Cytokinetics hopes to resurrect omecamtiv
Almost in stealth mode, Cytokinetics has pressed on with the heart failure project, which now awaits a key regulatory catalyst.

Remember omecamtiv mecarbil? It might be back. The Cytokinetics heart failure project, whose technically successful Galactic-HF study was nevertheless bad enough for Amgen to pull the plug on a licensing deal, could soon be reviewed by the FDA.
Remarkably, however, Cytokinetics will not say whether omecamtiv has been filed, though its strategy is clear: to position the cardiac myosin stimulant at the severe end of heart failure, where it claims the effect in Galactic-HF was strongest. Within the next two weeks investors will be reminded of this project again when a second phase 3 trial, Meteoric-HF, yields topline data.
That said, Meteoric-HF is not central to omecamtiv’s filing, Cytokinetics stressed at its recent presentation at the JP Morgan healthcare conference. Rather, the trial, testing omecamtiv’s effect on exercise tolerance, could be supplemental, and Mizuho analysts reckon it could ultimately expand the drug’s commercial opportunity by 10-20%.
Galactic
That opportunity now hinges on Galactic-HF, a heart failure trial in which, back in October 2020, omecamtiv failed to improve cardiovascular death, a key secondary endpoint in which Astrazeneca’s Farxiga has shown a benefit.
Galactic-HF did technically hit its primary endpoint, a composite of death or heart failure events, but the 8% risk reduction (p=0.0252) seriously underperformed Farxiga’s 26%. Cytokinetics’ share price plunged, and the result was sufficiently underwhelming for Amgen to hand back rights the following month.
But at subsequent medical meetings Cytokinetics has banged the table regarding a subgroup of patients with severe heart failure, in whom it says Galactic-HF demonstrated a more convincing 20% reduction in death or heart failure events. This subgroup comprises patients with NYHA level III-IV and ejection fraction at or below 30%.

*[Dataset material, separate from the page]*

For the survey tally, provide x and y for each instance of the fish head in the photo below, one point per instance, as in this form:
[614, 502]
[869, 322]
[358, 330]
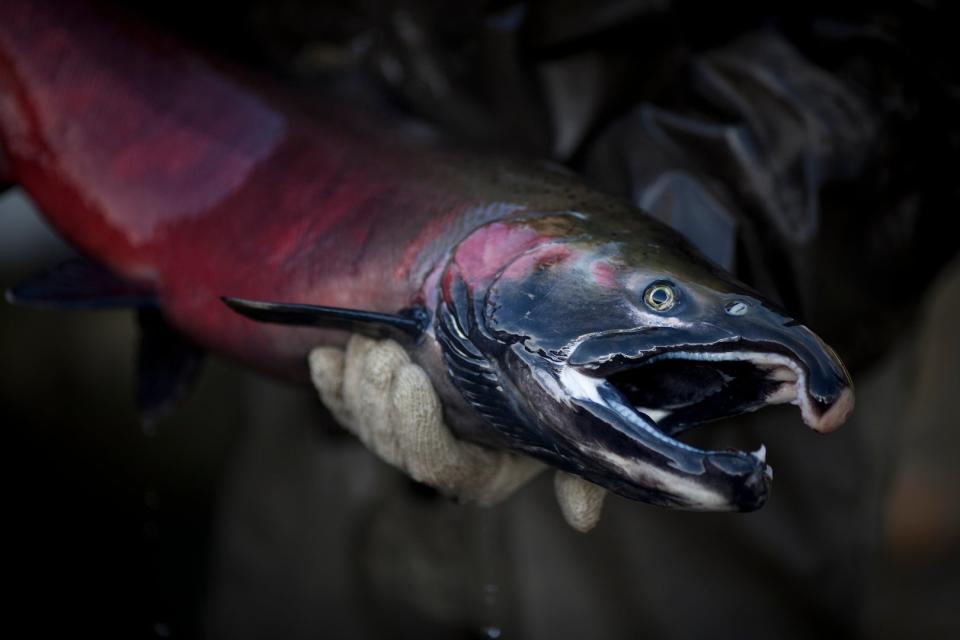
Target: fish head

This subgroup is said to have driven the benefit in Galactic-HF overall, and the post hoc analysis is backed by the fact that in patients who did not meet these criteria omecamtiv had virtually no effect.

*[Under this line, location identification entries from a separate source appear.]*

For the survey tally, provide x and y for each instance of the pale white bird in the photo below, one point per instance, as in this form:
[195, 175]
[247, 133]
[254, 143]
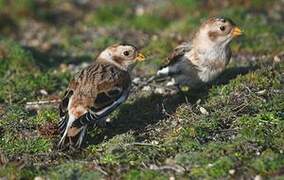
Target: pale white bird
[205, 57]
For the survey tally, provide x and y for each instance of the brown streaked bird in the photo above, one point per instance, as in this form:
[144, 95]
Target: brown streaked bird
[96, 91]
[205, 57]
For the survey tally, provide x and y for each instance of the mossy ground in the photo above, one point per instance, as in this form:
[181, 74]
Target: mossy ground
[233, 128]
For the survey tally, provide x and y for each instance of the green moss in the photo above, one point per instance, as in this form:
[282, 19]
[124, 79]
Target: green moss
[73, 170]
[146, 174]
[15, 145]
[269, 162]
[47, 115]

This might have been a post hoc data dredge, but investors seem to have bought into the story. Since October 2020 Cytokinetics shares have more than doubled, though this will also have been down to success with aficamten (CK-274), a separate project.

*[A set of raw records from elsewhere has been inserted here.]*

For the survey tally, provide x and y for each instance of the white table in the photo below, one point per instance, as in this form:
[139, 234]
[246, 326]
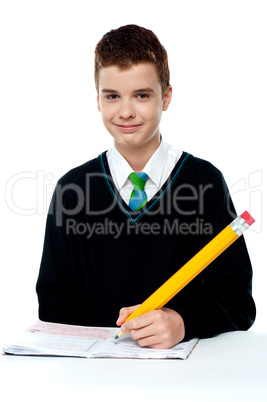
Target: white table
[229, 367]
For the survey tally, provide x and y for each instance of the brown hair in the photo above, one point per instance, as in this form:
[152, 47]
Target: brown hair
[128, 45]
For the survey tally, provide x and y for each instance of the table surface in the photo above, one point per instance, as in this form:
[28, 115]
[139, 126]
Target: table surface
[229, 367]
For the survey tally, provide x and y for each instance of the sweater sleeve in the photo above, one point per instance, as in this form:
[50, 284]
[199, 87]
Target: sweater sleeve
[222, 297]
[57, 287]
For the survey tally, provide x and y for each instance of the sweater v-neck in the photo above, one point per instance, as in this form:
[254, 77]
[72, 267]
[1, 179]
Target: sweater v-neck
[132, 215]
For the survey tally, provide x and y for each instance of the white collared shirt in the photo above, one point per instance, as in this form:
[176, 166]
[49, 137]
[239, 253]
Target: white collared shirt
[158, 169]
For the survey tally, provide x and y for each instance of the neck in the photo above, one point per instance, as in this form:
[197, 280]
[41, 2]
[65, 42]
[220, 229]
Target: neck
[137, 157]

Cytokinetics has sold a small royalty on both assets to Royalty Pharma in two separate transactions, of which the one on aficamten, signed two weeks ago, was done specifically to fund omecamtiv's potential commercialisation.
The proof of the enthusiasm lies in regulatory interactions, though Cytokinetics remains guarded over whether omecamtiv has even been filed. The group had targeted filing by 2021 year end, but decided not to reveal anything until the submission was accepted or rejected. “As the FDA has up to 60 days to communicate back to us we'll be communicating the status of that NDA hopefully soon,” Robert Blum, its chief executive, told JP Morgan.
Meteoric
Meanwhile, the Meteoric-HF trial assesses how omecamtiv might improve exercise capacity in heart failure patients, specifically looking at change in peak VO2 on cardiopulmonary exercise testing from baseline to week 20, versus placebo.
Peak VO2 measures the amount of oxygen that can be delivered to tissues, and Meteoric-HF enrolled patients described as quite severely depressed in terms of oxygen delivery, specifically with peak VO2 of less than 75% of normal. Cytokinetics says the study is powered to show relatively small increases, but investors should focus on clinical relevance rather than mere statistical significance.
Cytokinetics says omecamtiv probably needs to show at least a 1ml/kg/min increase from baseline in peak VO2 – adjusted for placebo – to be clinically meaningful. Much will therefore hinge on how the placebo recipients perform.
The best case has omecamtiv approved this year, with a positive Meteoric-HF readout leading to a supplemental NDA filing to expand its label. Should such an admittedly low-probability scenario come about Amgen will rue the day it gave up on omecamtiv.